I have had the pleasure in the last year-and-a-half of gaining a lot of exposure to how network technology vendors, telecom operators, systems integrators, and IT networking teams are performing their devtest processes. There are a few key trends that I see occurring pretty clearly:
1. Turning Labs into Clouds. Well, to be honest, most devtest teams don’t really say it this way, as engineers aren’t prone to use trendy buzzwords so much. However, this is, in fact, what is happening in a lot of cases – there is a definite trend of investment to turn manually operated devtest labs into infrastructure as a service (IaaS) clouds that offer self-service catalogs and zero-touch operations. After all, it doesn’t take a lot of thought or analysis to realize that manual lab operations are tremendously wasteful. If you’re trying to develop and test functionality over a network topology scenario, the manual way of setting up that topology is scary. We’re talking walking around a lab or data center, pulling up tiles, yanking cables, and inadvertent test breaks because you remove the wrong cable from a patch panel or switch. Then you start typing and downloading images and configuring devices and software. This process can take days. There are multiple reasons why test labs are moving away from manual processes:
a) They’re sloooooooow. ‘Nuff said.
b) They cost a lot in under-utilized capital, power, and cooling. On average, manually operated labs only utilize the infrastructure at about 20 percent. This kind of thing makes CFO’s blanch.
c) The pain of the process causes engineers to hoard equipment, making it harder to even access the right gear for your environment. Revisit points a and b, rinse, and repeat to infinity.
For an example, check out a nice brag video made by Hitachi Data Systems’ technical operations team.

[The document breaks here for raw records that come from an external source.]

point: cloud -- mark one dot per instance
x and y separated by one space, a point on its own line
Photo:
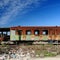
10 8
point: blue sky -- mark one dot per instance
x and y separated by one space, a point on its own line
29 13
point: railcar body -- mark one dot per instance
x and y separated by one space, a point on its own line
35 33
30 33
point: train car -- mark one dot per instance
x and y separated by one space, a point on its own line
35 33
30 34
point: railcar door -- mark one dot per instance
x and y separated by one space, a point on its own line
19 33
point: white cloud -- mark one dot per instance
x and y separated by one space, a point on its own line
15 6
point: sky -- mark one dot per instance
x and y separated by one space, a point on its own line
29 13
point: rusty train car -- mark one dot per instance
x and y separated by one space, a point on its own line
30 33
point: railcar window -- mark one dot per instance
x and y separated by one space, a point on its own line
8 33
36 32
28 32
45 32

2. A Renewed Zest for Test Automation – Test automation is one of those projects that can be awesome or a total nightmare, depending on approach. When started on an ad-hoc basis with easy promises and without a disciplined methodology and sound platform or framework, it can quickly devolve into a mountain of smoldering scripts. However, with a sound methodology such as a building-block approach and GUI tools that work for non-programmers (because let’s face it, most network engineers are not professional software programmers) you can build a test automation practice that really scales. It typically takes at least one or two zen master programmer types to anchor this type of success. One great example I know of, though I can’t call them out by name without permission, is a major cable operator that was able to deeply automate its video quality of experience (QoE) testing and achieve amazing improvements in test coverage and cycle time compared to the manual testing method it used to use – with untrained, non-technical contractors literally sitting in recliners clicking on physical remotes.
3. Continuous Integration – This is more challenging, perhaps more aspirational, but it’s still something that ambitious networking organizations are actually accomplishing. An example is a mobile backhaul network manufacturer that has achieved a 24-hour continuous integration cycle over complex network topologies consisting of embedded systems products. Quite a feat. This requires a close coordination between infrastructure, continuous integration (CI) server, and test automation processes, but is clearly doable.
So, those are a few trends I’m seeing. Where is your organization at with achieving higher productivity, faster workflows, and greater resource efficiencies? How are you going about it? I’d love to hear your comments and feedback.